Just to the west in Iowa, the numbers show, on average, that state's soils are past the critical 50-degree temperature mark. As of Sunday, the average soil temperature in Iowa was already above 60 degrees, just shy of a month earlier than that mark is usually reached, according to the Iowa Environmental Mesonet (IEM).

Most farmers in areas like these say they're not quite ready to get rolling, mainly out of concern that the weather could turn cooler in the next month. If recent history's any indication, that may be the case this spring.

"It certainly looks like there is potential for this spring to one of the warmest on record for the nation as a whole. This weather pattern easily reminds us of a similar unusual warm March that occurred in 2007," according to Craig Solberg, ag meteorologist with Freese-Notis Weather, Inc., in Des Moines, Iowa. "The warm March weather in 2007 occurred toward the latter part of March and was followed by below normal temperatures during April."

And, if you get planted this soon, it's not just Mother Nature you have to worry about. On top of the frost and freeze possibility, planting early could exhaust an already-strained seed supply. That means if your early-planted corn does get nipped by frost, the seed left for replanting may be far from what you want.

"The biggest danger for corn planted so early would be a return to low temperatures or even frost after the crop has emerged. We are working with a relatively short seed supply due to low seed yields this past year; this could, should replanting be needed, mean taking inferior hybrids or even being unable to get enough seed for a replant," Nafziger says. "Replant seed is also somewhat costly--some companies charge less than full retail for replant seed but might require planting on or after a certain date before making that discount available. Crop insurance may also be an issue."

That latter issue could be a big one, depending on your circumstances and location. If you are considering planting now or soon, you may be planting before the beginning planting date for federal crop insurance, which varies by state and county. Then, if you suffer crop losses on account of weather, your insurance likely won't cover the cost to replant, says Kansas State University Extension farm management specialist and crop insurance expert Art Barnaby. So, it essentially amounts to a high-risk, high-reward situation.

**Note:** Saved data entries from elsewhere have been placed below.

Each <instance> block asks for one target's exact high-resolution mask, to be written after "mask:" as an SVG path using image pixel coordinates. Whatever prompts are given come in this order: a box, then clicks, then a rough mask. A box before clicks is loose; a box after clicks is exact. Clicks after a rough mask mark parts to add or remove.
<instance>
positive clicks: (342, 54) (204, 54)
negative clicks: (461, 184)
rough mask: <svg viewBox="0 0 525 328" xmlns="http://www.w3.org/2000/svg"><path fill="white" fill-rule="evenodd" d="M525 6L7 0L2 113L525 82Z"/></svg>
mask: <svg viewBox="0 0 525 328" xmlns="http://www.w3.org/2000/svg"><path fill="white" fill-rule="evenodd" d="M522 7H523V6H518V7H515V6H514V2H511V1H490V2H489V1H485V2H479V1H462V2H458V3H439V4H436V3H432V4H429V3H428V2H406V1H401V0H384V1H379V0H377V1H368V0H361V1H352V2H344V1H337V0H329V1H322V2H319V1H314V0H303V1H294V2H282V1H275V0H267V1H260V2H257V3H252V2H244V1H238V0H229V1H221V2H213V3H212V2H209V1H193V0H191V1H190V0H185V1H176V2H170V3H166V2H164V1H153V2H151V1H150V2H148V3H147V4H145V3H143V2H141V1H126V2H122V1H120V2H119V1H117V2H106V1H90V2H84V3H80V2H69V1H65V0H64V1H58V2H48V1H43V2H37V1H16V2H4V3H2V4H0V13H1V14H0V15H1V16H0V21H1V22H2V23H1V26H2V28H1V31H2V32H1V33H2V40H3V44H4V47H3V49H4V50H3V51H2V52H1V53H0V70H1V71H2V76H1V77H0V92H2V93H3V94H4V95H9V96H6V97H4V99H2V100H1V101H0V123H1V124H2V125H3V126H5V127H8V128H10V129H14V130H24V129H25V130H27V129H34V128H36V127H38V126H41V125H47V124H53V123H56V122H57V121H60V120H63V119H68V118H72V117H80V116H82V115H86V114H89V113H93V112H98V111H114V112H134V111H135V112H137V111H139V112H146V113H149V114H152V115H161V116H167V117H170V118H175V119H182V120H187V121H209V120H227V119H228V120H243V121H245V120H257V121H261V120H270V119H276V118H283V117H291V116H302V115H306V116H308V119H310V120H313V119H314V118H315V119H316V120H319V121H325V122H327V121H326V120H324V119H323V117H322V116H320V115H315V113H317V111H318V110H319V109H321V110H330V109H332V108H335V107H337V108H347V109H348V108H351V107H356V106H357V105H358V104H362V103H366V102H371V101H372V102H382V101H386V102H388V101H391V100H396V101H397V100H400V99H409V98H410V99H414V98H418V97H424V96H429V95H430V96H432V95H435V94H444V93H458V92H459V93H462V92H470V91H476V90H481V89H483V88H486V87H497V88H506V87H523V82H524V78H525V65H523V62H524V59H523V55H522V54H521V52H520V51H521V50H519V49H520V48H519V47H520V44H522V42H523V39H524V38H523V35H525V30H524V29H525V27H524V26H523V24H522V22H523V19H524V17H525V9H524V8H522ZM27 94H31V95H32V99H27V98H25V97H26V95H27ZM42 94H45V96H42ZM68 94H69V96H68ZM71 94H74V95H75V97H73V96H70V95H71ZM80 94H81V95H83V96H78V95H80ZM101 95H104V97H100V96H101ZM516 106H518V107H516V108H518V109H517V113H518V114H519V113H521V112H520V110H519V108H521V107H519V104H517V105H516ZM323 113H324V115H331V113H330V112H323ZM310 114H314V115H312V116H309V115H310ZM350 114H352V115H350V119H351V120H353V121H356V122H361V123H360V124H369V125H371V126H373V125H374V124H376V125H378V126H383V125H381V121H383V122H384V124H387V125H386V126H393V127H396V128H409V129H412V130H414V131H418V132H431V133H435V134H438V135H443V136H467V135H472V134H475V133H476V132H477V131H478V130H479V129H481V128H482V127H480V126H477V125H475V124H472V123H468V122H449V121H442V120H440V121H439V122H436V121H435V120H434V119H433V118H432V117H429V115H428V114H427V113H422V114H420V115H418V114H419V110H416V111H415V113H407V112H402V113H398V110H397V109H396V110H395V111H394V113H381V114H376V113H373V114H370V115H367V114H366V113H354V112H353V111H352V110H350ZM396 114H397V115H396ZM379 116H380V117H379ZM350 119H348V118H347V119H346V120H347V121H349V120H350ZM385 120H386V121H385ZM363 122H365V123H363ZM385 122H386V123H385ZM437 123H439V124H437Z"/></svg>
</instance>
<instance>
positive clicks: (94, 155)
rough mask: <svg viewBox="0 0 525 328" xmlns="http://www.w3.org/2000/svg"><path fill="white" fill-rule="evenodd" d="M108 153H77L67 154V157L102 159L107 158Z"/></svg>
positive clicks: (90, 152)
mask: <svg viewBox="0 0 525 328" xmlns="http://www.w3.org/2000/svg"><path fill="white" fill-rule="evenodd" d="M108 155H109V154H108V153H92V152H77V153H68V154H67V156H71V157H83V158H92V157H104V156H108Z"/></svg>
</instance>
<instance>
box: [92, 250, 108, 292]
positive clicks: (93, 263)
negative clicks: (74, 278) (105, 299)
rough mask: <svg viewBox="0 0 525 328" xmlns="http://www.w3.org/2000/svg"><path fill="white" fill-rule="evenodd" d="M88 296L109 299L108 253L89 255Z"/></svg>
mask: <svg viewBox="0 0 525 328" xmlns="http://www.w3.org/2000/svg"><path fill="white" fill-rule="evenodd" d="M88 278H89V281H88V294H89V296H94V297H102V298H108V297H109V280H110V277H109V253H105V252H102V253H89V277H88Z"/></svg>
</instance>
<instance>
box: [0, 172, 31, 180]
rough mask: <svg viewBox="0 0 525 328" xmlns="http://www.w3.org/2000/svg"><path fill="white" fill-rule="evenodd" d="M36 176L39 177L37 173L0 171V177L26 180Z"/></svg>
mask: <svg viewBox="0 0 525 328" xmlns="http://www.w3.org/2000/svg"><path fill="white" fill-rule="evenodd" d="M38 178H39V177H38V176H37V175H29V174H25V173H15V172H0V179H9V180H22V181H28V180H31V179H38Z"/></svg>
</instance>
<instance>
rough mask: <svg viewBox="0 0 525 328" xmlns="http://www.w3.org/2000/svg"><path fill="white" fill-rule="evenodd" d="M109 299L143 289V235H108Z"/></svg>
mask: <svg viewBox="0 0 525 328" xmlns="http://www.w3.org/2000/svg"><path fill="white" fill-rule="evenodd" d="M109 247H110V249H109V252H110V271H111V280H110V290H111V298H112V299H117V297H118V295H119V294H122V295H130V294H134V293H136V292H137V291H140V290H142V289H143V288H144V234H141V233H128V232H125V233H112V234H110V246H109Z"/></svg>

"If you plant before that, what you give up is the replant provision in your contract. If you plant early and there's no claim, then once you're past the planting date, then you have full coverage and nothing's really changed," Barnaby says. "But, if you have a failure before that date, you don't get replant coverage. Under some conditions, the company can require you to replant at your own expense."

And, if you have to replant, you may have seed supply issues. There may be plenty of supply in the pipeline by the time replanting enters the picture, but it may not be the right seed for your acres, adding to the risk of planting this early. Still, replanting is almost always the chosen option.

"With the value of the crop being so high and not knowing what kind of year it's going to be, that's a lot of risk. But, most will replant," Barnaby says. "It's a high-risk, high-return issue."

Ultimately, planting corn this early is a personal choice. There are a lot of risks to doing so, but if the weather cooperates, you could wind up being the one back in the coffee shop touting the earliest planting date.

"For many producers, it will make sense to get fields ready to plant but hold off on planting until the calendar turns to April. Unless temperatures remain far above normal over the next month or more, the risk of planting now may well outweigh the likely return," Nafziger says. "But for those who want to be able to say that they planted corn earlier than ever before -- and before their neighbors -- 2012 is providing the chance."